LL parsing, in general terms, decides which production to use before starting to parse the production. LL(k) parsing makes that decision based on the following k tokens, where k is some fixed (and usually small) integer. That was basically the algorithm used in ANTLR2, and it's not really good enough to handle many grammars.

To make the algorithm more general, you can add backtracking (which ANTLR does); if after examining k tokens, the parser still can't decide which production to use, it tries them in order until it finds one which works. If an attempted production fails, the parser returns to the decision point and tries the next production. If a production succeeds, the parser accepts it and continues, even if that might lead to a parsing failure later on. (So the order of productions in the grammar is important in a backtracking parser.)

LL(*) does not involve backtracking. Rather, it constructs a finite-automaton-based forward scan which matches an arbitrarily long lookahead sequence against a regular expression (of tokens, not characters, but the principle is the same). If it can construct (while compiling the grammar) regular expressions for each candidate production which unambiguously distinguish between the alternatives, then it can rapidly run the finite automatons in parallel at a decision point and make a decision. The * in LL(*) makes reference to the fact that there is no arbitrary length limit on the lookahead; it is only necessary that the regular expressions diverge at some point in the future.

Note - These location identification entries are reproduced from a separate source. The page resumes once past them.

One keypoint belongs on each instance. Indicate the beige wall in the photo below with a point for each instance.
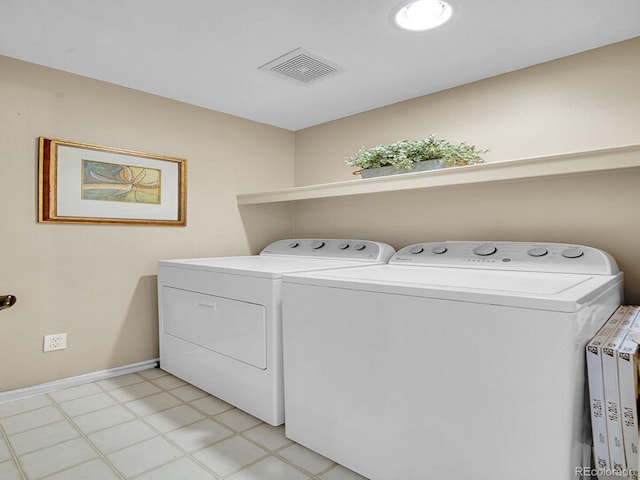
(97, 282)
(587, 101)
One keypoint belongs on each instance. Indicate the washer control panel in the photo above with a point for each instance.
(347, 249)
(521, 256)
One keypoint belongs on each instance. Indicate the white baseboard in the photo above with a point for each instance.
(20, 393)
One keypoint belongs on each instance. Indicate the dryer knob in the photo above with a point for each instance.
(439, 250)
(572, 253)
(485, 249)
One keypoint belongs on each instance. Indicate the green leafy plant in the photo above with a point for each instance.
(404, 154)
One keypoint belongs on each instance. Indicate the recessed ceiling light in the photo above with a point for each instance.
(420, 15)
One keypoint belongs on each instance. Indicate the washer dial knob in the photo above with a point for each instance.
(537, 252)
(572, 253)
(439, 249)
(485, 249)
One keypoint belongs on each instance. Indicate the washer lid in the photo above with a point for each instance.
(259, 265)
(548, 291)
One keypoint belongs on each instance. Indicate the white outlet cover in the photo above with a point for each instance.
(57, 341)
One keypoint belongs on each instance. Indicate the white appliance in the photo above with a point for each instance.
(456, 360)
(220, 318)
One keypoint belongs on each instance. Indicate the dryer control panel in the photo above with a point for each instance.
(346, 249)
(520, 256)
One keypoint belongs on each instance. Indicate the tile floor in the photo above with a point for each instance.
(148, 426)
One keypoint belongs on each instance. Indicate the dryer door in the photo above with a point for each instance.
(230, 327)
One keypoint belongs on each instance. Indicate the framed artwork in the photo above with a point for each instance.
(83, 183)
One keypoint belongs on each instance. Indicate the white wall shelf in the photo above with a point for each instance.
(609, 159)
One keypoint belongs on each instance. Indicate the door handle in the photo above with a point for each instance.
(7, 301)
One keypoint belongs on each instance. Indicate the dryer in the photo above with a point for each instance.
(455, 360)
(220, 318)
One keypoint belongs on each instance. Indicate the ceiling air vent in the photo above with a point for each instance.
(301, 66)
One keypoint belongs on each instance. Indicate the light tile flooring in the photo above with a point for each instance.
(148, 426)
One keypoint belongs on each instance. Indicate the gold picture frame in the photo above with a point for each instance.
(84, 183)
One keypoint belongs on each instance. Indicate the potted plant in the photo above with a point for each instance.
(410, 156)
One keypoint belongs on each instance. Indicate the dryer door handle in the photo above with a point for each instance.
(206, 304)
(7, 301)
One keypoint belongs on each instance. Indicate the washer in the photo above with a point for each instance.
(455, 360)
(220, 318)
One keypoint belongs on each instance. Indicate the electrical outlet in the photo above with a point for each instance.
(57, 341)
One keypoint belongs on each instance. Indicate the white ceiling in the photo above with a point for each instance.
(207, 52)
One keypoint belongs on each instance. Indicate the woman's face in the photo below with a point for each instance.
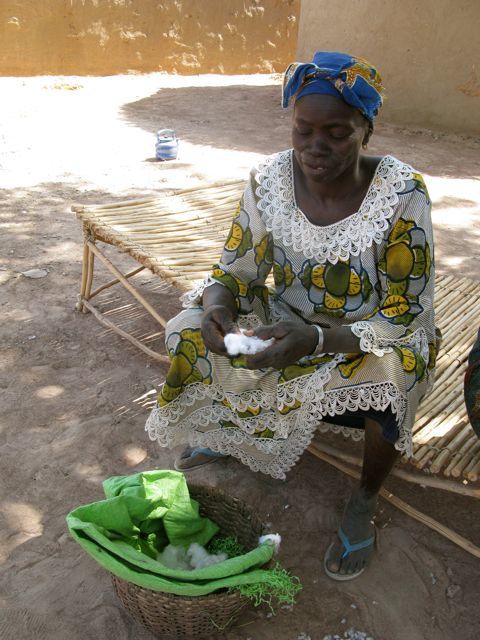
(327, 136)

As a practical example, in the grammar you present the alternative

  label ID '=' ID

should be chosen if the lookahead matches (ID ':')* ID '=', while

| label 'return' ID

should be chosen if the lookahead matches (ID ':')* ID 'return'. These are evidently distinct regular expressions; at most one can match any lookahead sequence.

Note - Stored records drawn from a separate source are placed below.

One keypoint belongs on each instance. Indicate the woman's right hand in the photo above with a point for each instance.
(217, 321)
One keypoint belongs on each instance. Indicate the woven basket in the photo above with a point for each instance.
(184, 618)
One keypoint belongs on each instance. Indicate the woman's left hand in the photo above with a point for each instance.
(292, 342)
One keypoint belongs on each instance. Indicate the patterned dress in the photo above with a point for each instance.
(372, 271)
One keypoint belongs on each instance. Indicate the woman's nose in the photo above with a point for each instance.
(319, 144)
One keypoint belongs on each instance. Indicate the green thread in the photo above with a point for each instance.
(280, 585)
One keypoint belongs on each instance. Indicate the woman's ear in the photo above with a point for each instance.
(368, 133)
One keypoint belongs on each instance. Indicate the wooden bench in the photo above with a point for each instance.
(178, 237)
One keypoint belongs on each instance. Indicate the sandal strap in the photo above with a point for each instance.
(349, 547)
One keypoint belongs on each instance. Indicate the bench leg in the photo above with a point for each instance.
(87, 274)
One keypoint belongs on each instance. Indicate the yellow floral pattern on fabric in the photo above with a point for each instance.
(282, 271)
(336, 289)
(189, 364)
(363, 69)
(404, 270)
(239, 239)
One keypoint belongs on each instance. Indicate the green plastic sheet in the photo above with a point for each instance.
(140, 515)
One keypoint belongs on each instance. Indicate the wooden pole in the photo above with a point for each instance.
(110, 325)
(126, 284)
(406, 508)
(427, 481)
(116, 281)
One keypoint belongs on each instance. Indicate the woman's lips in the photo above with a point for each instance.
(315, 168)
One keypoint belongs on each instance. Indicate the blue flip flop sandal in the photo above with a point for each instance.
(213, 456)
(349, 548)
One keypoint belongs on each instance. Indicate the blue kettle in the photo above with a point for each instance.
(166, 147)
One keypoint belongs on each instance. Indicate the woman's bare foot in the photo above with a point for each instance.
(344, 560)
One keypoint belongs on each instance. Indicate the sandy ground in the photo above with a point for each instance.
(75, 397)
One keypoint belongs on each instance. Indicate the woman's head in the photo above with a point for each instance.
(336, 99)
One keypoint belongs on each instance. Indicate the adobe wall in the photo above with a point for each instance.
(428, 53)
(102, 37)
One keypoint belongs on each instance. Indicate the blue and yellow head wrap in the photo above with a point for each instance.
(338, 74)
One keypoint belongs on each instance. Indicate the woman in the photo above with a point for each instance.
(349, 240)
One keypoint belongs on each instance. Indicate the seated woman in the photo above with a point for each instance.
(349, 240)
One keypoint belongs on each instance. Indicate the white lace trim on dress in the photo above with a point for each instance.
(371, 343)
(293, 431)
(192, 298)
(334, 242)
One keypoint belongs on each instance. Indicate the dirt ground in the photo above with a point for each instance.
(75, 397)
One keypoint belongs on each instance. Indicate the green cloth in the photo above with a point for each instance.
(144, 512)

However, all of that is dependent on the parser generator being able to work out the lookahead patterns. And that's a difficult (possibly impossible) problem in the general case. ANTLR3 does its best, but it cannot cope with recursive non-terminals (like label) in the lookahead sequence.

Since it can cope with repetition operators, you can fix the issue by simply changing the definition of label to a non-recursive alternative. (This comes straight out of the book referenced earlier.)

    label: (ID ':')*

That definition is already in regular expression form, and ANTLR3 can just plug it in to the production to produce effective lookahead patterns.

That's all probably just fine in practice, since long sequences of labels are not likely to occur in practice. But personally, I'd go for a simple LL(2) solution which doesn't use a label non-terminal at all:

s : 
  ID '=' ID
| 'return' ID
| ID ':' s
;

This solution doesn't require an unlimited lookahead search. And it still lets you insert arbitrary actions for each alternative.